1. Aunt Voula: What do you mean he don't eat no meat? Oh, that's okay. I make lamb.
2. Maria Portokalos: It's a cake! I know! Thank you! Thank you very, very much…There's a hole in this cake.
3. Maria Portokalos: Toula, on my wedding night, my mother, she said to me, "Greek women, we may be lambs in the kitchen, but we are tigers in the bedroom."
Toula Portokalos: Ew. Please let that be the end of your speech.
4. Gus Portokalos: There are two kinds of people - Greeks, and everyone else who wish they was Greek.
5. Angelo: Hey Ian, we're gonna kill ya! Opa!
6. Gus Portokalos: [crying] Why you want to leave me?
Toula Portokalos: I'm not leaving you! Don't you want me to do something with my life?
Gus Portokalos: Yes! Get married, make babies! You look so... old!
7. Nikki: WHAT is going on? Mr. Pottery class... nice to meet ya.
8. Gus Portokalos: Give me a word, any word, and I show you that the root of that word is Greek.
9. Aunt Voula: Toula. Toula! You're engaged. You're engaged-We never think this would happen for you. Never. *Never.* Taki, didn't we say that...
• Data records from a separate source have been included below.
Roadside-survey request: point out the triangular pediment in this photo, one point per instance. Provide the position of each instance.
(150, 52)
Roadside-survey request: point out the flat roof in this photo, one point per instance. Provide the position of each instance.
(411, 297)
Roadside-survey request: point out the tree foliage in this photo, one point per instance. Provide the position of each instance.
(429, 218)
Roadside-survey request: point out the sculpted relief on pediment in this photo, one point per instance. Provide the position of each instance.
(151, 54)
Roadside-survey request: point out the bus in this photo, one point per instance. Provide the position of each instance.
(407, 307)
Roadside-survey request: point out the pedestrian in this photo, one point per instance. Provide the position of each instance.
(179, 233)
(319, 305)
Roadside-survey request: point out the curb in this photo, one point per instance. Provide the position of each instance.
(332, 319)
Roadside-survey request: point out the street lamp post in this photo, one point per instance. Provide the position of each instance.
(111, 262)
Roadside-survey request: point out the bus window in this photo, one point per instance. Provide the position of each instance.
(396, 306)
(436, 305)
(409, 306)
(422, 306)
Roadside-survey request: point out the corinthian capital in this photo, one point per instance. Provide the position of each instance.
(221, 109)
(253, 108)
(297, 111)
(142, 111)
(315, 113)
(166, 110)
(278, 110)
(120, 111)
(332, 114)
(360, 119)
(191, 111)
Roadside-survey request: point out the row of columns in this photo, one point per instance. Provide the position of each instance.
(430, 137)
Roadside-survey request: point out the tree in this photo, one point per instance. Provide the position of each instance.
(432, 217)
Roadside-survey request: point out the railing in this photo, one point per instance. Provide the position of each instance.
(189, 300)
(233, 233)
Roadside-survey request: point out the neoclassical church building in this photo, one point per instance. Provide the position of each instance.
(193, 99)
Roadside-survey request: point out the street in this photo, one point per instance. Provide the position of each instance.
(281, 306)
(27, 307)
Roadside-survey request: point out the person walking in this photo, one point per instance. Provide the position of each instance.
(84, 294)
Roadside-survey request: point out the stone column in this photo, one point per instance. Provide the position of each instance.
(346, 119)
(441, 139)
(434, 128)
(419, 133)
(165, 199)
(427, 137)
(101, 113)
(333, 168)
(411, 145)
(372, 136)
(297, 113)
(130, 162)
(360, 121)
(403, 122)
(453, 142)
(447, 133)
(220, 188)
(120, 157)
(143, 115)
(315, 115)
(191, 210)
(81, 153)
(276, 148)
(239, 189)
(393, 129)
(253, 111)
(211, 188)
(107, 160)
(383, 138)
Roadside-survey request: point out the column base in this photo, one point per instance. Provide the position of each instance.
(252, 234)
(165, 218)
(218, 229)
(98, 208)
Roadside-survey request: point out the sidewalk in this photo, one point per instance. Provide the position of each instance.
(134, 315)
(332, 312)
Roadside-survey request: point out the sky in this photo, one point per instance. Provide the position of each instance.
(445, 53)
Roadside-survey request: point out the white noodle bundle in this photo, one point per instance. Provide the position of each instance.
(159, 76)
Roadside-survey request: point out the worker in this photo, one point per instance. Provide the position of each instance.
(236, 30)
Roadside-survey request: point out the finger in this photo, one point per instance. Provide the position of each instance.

Uncle Taki: We never think this day would come. Never
10. Aunt Voula: Ohhhh woe to me.
11. Gus Portokalos: Here tonight, we have, ah, apple and orange. We all dlifferent, but in the end, we all fruit.
12. Aunt Voula: So I go to the doctor, and he did the bio... the b... the... the bios... the... b... the "bobopsy." Inside the lump he found teeth and a spinal cord. Yes. Inside the lump was my twin.
13. Athena: I'm going to the Jewel. Listen, I'll get you some pantyhose.
Maria Portokalos: No queen size. They make me look fat.
14. Gus Portokalos: Put some Windex on it.
15. Harriet Miller: How are we supposed to know what's going on?
Rodney Miller: It's all Greek to me.